As much of slide transfers occur “ad hoc” (on a “need to transfer” basis sort of speak), we wrote an integrity check procedure ourselves as an Anaconda Jupyter notebook.

In order to get PMA.python to work with Anaconda, you’ll first have to get it through PyPI. Start an anadonda prompt and type in “pip install pma_python”.

Great, now you’re ready to import our nifty library in your Jupyter notebooks.

Here’s a good way to start all of your notebooks:

The first block confirms the availability of the library; the second block confirms that PMA.start is running on your system.

This is where Jupyter really shines: you can subdivide your Python (or R) code in separate discrete parts and execute them in an order you want. It becomes really convenient to tweak your scripts and even faster to debug them.

Our strategy for doing an integrity check on a folder an its subfolders is straightforward: loop over all the slides in the folder and see whether we can request the slide information from each one:

def loop_over_directories(dir):
    slides = {}
    for subdir in core.get_directories(dir):
        for slide in core.get_slides(dir):
            slides[slide] = core.get_slide_info(slide)
    return slides

The result of this function is a dictionary that as keys has paths to all the slides, and as values has information objects (or None in case the slide turned out to be corrupt).

We can now invoke the function on an external hard disk’s folder after copying to see if it goes ok. By means of a sanity check, we’ll also output some parameters on the first slide encountered, as well as the number of items in the dictionary:

slides = loop_over_directories("LaCie (F:)/Pathomation")
topslide = slides[list(slides.keys())[0]]
print(topslide["Filename"], topslide["Width"], topslide["Height"])

The output in Jupiter looks like this:

Our next step is to convert part of the dictionary data to a pandas DataFrame, which in turn it written out as an Excel file. The Excel file is subsequently stored on the external hard disk to provide a check-list for the client and confirm data integrity on their end upon receipt.

df = pd.DataFrame(columns=["SlideName", "PixelWidth", "PixelHeight", "ppmX", "ppmY", "SizeOnDisk"])
for slide in slides:
    info = slides[slide]
    if info == None:
        print("Unable to get slide information for", slide)
        df = df.append({"SlideName": slide,
            "PixelWidth": info["Width"],
            "PixelHeight": info["Height"],
            "ppmX": info["MicrometresPerPixelX"],
            "ppmY": info["MicrometresPerPixelY"],
            "SizeOnDisk": info["PhysicalSize"]}, ignore_index=True)
print (df.shape[0], " out of ", len(slides), " check out OK")

Great, but what if things don’t work out they’re supposed to?

As it turns out, we had been copying a collection of slides (about 60GB in total) overnight from an FTP site. Chances are that in the time that takes, something will go wrong. This turned out have happened in our case, as well, and the output flagged correctly that there was a mistake.


The flagged item was minor actually; one of the files had indeed failed to copy and had resulted in a file size with 0 bytes. We downloaded the file anew, and now everything checked out.

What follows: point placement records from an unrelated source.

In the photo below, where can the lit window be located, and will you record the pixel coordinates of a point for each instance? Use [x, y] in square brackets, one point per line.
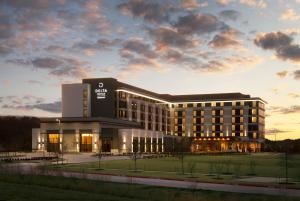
[53, 138]
[233, 119]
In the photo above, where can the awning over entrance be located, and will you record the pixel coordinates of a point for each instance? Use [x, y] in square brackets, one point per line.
[103, 121]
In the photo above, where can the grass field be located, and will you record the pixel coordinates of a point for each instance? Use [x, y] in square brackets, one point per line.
[46, 188]
[202, 167]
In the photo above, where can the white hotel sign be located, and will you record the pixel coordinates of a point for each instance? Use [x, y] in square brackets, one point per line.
[100, 92]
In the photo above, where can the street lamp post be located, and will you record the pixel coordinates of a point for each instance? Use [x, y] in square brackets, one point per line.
[60, 145]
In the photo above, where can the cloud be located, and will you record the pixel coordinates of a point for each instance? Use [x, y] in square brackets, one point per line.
[54, 107]
[294, 95]
[90, 48]
[289, 14]
[296, 74]
[4, 49]
[89, 18]
[55, 49]
[281, 43]
[34, 82]
[273, 40]
[254, 3]
[226, 39]
[138, 46]
[192, 4]
[285, 110]
[149, 11]
[289, 52]
[197, 23]
[282, 74]
[228, 64]
[29, 102]
[165, 37]
[230, 14]
[57, 66]
[223, 2]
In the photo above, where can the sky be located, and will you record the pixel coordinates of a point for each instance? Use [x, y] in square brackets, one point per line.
[175, 47]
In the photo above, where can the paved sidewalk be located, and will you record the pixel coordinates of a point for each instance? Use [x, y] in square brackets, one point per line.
[180, 184]
[31, 168]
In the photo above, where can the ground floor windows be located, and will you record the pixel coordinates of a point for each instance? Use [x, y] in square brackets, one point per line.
[86, 142]
[53, 143]
[106, 144]
[225, 146]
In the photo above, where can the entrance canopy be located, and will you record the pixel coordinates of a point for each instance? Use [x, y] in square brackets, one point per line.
[103, 121]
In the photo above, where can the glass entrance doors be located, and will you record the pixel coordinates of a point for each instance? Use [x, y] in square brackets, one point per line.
[53, 143]
[86, 142]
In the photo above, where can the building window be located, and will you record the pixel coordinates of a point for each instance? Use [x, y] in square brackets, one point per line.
[53, 138]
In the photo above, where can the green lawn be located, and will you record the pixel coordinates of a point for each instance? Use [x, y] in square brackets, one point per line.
[229, 167]
[36, 188]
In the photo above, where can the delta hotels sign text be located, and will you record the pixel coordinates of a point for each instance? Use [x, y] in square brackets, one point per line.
[100, 92]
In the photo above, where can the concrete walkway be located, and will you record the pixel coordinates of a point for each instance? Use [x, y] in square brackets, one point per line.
[31, 168]
[184, 184]
[167, 182]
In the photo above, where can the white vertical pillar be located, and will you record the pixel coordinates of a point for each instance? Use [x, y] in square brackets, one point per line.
[77, 140]
[145, 144]
[162, 143]
[139, 144]
[156, 142]
[151, 145]
[60, 138]
[132, 140]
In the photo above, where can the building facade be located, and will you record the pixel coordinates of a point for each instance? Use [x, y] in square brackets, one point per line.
[111, 116]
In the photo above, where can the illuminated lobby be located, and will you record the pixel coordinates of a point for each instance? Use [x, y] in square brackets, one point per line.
[103, 114]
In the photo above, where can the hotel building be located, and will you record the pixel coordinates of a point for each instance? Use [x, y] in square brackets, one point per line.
[111, 116]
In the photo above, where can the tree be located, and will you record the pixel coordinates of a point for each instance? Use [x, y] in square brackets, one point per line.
[135, 153]
[99, 153]
[191, 167]
[183, 146]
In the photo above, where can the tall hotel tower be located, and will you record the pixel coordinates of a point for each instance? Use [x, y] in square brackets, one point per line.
[112, 116]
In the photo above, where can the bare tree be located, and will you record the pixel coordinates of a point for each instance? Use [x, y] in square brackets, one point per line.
[135, 153]
[99, 154]
[191, 167]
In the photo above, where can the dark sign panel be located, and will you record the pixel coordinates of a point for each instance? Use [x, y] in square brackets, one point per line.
[102, 96]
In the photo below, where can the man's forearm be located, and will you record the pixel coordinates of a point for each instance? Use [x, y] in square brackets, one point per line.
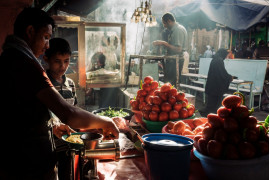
[177, 49]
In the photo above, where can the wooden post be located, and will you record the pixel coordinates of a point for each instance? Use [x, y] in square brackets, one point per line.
[81, 54]
[123, 53]
[231, 41]
[249, 40]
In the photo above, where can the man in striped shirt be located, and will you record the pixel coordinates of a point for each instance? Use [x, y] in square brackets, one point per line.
[58, 57]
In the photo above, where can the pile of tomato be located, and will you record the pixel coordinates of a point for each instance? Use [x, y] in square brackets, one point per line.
[186, 127]
[233, 133]
[161, 103]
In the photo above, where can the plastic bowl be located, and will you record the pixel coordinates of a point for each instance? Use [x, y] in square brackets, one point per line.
[250, 169]
[156, 126]
[189, 122]
[167, 156]
[128, 117]
[74, 145]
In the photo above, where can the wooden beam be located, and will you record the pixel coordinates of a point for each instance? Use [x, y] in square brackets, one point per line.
[81, 54]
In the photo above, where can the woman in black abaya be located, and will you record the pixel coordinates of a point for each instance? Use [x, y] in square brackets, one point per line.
[218, 81]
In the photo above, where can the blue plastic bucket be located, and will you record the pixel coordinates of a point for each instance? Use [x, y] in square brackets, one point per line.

Did we need PMA.start to find out that a file was the wrong size? No, we could have used a range of other tools. But the point is that many things can go wrong with whole slide image transfer. The final goal is to check slide integrity, and once a problem is detected, other tools can be used to dig further and resolve them.

There are other potential problems, too: you may be sending someone slides who’s unable to read them. By including a test report from your end with the data, you’re telling them that the files are indeed all right, and that other problems may be at play (perhaps they’re not using the right viewer or import module for the file format that you sent them).

Troubleshooting and debugging is all about eliminating possibilities. We like to think PMA.start (and it’s bigger brother PMA.core) can help you get there faster than anything else on the market today.

You can download the Jupyter notebook discussed in this post. Just modify the folder_to_check variable in the third codeblock to point to the location that you want to validate.